Darkest thoughts, thoughts of what might happen if this throbbing brain of his were to lose its balance. He had been thinking of the narrow wall between reason and unreason, and of the madness that may come out of one absorbing idea. Where did a passionate love like his end and monomania begin? Was it well that they two should be alone together, with only these black beasts of burden?

He thought of one of the men, a grinning good-natured-looking animal, the best of their porters, of whom it was told that setting out on a journey with one of his wives he arrived at his destination without her. It might have been his honeymoon. He explained that wild beasts had eaten the lady; but it was known afterwards that he had killed her and chopped her up on the way. Anger, jealousy, convenience? Who knows? The man was a good servant, and nobody cared about this episode in his career.

Was murder so easy, then? Easy to do, easy to forget?

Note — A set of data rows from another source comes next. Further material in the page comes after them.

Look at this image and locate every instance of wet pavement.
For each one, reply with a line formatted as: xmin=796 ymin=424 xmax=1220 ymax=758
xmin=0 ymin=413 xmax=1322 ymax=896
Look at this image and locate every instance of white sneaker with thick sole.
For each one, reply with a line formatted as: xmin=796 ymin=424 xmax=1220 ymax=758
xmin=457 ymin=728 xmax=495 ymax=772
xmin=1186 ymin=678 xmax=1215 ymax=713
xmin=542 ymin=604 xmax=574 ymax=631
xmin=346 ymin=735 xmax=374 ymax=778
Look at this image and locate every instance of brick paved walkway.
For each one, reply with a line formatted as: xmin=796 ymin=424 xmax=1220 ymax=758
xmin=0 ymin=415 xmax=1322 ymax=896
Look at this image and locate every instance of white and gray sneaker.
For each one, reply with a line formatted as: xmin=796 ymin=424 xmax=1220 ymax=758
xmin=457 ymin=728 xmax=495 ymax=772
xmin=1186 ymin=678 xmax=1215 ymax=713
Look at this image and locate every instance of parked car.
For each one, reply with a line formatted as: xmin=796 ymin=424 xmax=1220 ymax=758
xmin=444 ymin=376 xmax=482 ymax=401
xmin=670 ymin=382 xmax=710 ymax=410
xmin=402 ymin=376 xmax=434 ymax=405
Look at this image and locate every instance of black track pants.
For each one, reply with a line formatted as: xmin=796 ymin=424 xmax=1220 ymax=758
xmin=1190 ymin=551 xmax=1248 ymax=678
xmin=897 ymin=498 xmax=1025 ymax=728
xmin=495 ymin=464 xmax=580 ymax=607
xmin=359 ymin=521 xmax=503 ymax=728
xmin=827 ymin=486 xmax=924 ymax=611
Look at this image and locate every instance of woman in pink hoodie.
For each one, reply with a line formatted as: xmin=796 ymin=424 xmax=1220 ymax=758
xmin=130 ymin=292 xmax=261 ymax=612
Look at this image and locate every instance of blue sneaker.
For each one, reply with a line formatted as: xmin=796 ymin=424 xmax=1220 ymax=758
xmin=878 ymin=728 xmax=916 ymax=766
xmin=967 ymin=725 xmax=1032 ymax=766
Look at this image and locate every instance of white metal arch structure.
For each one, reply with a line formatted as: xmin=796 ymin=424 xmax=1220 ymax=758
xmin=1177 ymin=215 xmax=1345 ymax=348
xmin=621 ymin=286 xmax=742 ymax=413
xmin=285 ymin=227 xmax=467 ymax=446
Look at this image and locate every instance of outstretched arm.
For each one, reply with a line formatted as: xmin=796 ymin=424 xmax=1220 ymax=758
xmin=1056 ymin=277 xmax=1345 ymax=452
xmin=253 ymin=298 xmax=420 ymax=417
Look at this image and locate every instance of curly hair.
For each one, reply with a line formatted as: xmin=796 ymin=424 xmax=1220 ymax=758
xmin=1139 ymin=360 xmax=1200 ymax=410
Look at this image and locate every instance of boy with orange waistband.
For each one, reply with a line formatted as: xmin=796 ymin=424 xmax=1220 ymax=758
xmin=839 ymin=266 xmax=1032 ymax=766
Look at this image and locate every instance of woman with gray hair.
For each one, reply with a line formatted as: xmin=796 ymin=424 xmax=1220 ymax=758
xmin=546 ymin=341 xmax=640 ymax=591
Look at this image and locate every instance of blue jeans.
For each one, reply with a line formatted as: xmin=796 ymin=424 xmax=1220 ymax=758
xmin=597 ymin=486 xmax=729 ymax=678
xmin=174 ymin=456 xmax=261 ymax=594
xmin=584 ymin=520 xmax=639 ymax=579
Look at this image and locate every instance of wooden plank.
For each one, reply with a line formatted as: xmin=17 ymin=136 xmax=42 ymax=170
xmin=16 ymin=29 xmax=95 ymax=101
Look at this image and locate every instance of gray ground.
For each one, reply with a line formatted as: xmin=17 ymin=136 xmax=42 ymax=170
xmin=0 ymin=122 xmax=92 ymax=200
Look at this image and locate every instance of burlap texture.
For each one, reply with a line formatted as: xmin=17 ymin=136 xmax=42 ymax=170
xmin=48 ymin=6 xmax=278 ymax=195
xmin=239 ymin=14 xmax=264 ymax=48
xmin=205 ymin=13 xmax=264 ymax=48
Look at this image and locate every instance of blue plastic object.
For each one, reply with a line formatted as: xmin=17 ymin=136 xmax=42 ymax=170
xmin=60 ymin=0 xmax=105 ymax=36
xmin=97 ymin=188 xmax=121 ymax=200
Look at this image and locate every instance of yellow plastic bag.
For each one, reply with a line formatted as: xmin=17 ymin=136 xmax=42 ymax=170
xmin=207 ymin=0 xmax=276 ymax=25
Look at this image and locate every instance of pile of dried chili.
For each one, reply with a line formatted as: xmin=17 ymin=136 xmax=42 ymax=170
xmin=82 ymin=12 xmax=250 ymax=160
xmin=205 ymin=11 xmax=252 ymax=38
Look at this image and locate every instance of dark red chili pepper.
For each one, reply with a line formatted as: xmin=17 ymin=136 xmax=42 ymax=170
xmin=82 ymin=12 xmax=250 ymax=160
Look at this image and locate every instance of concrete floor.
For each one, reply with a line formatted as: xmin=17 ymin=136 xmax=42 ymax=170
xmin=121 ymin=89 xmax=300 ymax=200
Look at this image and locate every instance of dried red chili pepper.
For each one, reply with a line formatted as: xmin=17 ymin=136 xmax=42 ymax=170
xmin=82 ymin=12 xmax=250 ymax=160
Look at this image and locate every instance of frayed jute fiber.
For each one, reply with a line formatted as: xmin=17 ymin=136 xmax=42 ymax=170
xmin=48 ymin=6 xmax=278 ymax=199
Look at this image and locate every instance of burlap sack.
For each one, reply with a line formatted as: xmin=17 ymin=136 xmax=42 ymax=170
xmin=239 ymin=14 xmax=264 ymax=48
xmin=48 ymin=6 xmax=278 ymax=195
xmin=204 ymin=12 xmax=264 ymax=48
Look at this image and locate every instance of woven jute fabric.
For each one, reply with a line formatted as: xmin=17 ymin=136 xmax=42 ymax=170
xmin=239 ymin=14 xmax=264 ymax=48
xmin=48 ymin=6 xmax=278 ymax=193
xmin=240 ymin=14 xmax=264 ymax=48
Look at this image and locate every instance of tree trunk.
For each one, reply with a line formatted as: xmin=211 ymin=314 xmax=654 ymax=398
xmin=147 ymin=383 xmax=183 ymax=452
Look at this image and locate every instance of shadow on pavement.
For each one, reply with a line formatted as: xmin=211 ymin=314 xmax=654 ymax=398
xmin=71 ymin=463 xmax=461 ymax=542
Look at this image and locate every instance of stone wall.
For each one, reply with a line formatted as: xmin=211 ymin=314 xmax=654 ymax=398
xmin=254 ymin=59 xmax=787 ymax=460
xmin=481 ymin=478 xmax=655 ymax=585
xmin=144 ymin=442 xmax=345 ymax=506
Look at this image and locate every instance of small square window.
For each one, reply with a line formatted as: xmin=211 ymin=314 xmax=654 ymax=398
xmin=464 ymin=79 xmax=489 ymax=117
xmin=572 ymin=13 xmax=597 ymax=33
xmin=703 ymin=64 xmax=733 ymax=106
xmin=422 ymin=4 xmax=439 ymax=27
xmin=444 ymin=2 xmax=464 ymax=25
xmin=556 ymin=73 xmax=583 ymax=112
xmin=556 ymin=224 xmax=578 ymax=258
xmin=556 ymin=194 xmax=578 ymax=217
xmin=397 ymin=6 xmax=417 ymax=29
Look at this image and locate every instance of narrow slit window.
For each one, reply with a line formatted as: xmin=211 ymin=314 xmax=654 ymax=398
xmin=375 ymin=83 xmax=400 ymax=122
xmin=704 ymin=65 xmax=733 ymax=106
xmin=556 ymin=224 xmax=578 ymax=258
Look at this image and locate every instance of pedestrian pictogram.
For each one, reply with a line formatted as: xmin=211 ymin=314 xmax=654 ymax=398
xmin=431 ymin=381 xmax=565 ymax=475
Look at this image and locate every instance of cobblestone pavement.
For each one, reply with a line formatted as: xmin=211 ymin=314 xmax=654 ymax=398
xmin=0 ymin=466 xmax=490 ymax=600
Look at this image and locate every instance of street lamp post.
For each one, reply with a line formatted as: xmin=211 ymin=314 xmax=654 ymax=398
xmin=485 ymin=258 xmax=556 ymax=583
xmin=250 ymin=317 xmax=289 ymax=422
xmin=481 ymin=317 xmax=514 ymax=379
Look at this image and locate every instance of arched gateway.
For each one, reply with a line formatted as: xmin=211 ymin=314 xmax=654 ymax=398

A great horror came over him at thought of the deeds that had been done in the world by men of natures like his own; by despairing lovers, by jealous husbands, by men over whose ill-balanced minds one idea obtained the mastery. And, under the dominion of such ghastly fancies, he looked forward to the journey they two were to make, a journey that, all told, was likely to last the greater part of a year. Alone together, seeing each other's faces day after day, each thinking the same thoughts, and not daring to speak those thoughts; each with fonder and more passionate yearning as the time drew nearer when they should meet the woman they loved; each knowing that happiness for one must mean misery for the other. Friends in outward seeming, rivals and foes at heart, they were to go on journeying side by side, day after day, lying down beside the same fire night after night, waking in the darkness to hear each other's breathing, and to know that a loaded rifle lay within reach of their hands, and that a bullet would end all their difficulties.

It was horrible.

"I was an idiot to undertake the impossible, to believe that I could be happy and at ease with this man. If I were to go home alone, she would have me," he told himself. "It was only for Allan's sake she hung back. So tender, so over-scrupulous, lest she should pain the lover she had jilted."

If he were to go home alone! Was not that possible without the suggestion of darkest iniquity? If he could go home, and gain, say half a year, before his rival reappeared upon the scene, would not that half-year suffice for the winning of his bride?

"If she loved me as I think she loved me, and if she is as noble of nature as I believe her to be, two years of severance will have tried and strengthened her love. She will love me all the dearer for my wanderings. And if Allan is not there to remind her of his wrongs, to appeal to her too-scrupulous conscience, I shall win her."

To go back alone, to divide their resources, to divide their followers, and each to set out on his own way. Useless such a parting as that; for Allan might be the first to tread on English soil, the first to clasp Suzette's hands in the gladness of friends who meet after long absence.

"If he were to be the first, she might deceive herself in the joy of seeing a familiar face, and think she loved him, and give him back her promise in a fit of penitent affection. There are such nice shades in love. She must have had a certain fondness for him. It might revive were I not there—revive and seem enough for happiness. I must be first! I must be first, and alone in the field."